We are not medical doctors. We are neither in the business of selling you stuff nor are we licensed to tell you how much EGCG you should take or how to take it. The best we can do is provide you with information that seems credible to us. Do notice that the researchers whose abstract is reproduced below were affiliated with Roche Vitamins Ltd. The commonsense thing to do is discuss this with your doctors. It also makes sense to start slow, see how your body tolerates the EGCG. Increasing the dose gradually is a smart way of going about it. I also urge you to keep track of your liver functions by means of regular CMET (comprehensive metabolic panel) blood tests - this is important whether or not you decide to try the EGCG.
J Int Med Res. 2003 Mar-Apr;31(2):88-101.
A single ascending dose study of epigallocatechin gallate in healthy volunteers.

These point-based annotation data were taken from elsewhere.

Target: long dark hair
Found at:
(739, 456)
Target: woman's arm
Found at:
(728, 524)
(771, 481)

Ullmann U, Haller J, Decourt JP, Girault N, Girault J, Richard-Caudron AS, Pineau B, Weber P.
Roche Vitamins Ltd, Human Nutrition and Health, Research and Development, Basel, Switzerland.
This randomized, double-blind, placebo-controlled study assessed the safety, tolerability and plasma kinetic behaviour of single oral doses of 94% pure crystalline bulk epigallocatechin gallate (EGCG) under fasting conditions in 60 healthy male volunteers. In each group of 10 subjects, eight received oral EGCG in single doses of 50 mg, 100 mg, 200 mg, 400 mg, 800 mg or 1600 mg, and two received placebo. Blood samples were taken at intervals until 26 h later. The area under the concentration-time curve from 0 h to infinity (AUC(0-infinity)), the maximum plasma concentration (Cmax) of EGCG, the time taken to reach the maximum concentration (Tmax), and the terminal elimination half-life (t1/2z) of EGCG were determined. Safety and tolerability were assessed. In each dosage group, the kinetic profile revealed rapid absorption with a one-peak plasma concentration versus time course, followed by a multiphasic decrease consisting of a distribution phase and an elimination phase. The mean AUC(0-infinity) of total EGCG varied between 442 and 10,368 ng.h/ml. The according mean Cmax values ranged from 130 to 3392 ng/ml and were observed after 1.3-2.2 h. The mean t1/2z values were seen between 1.9 and 4.6 h. Single oral doses of EGCG up to 1600 mg were safe and very well tolerated.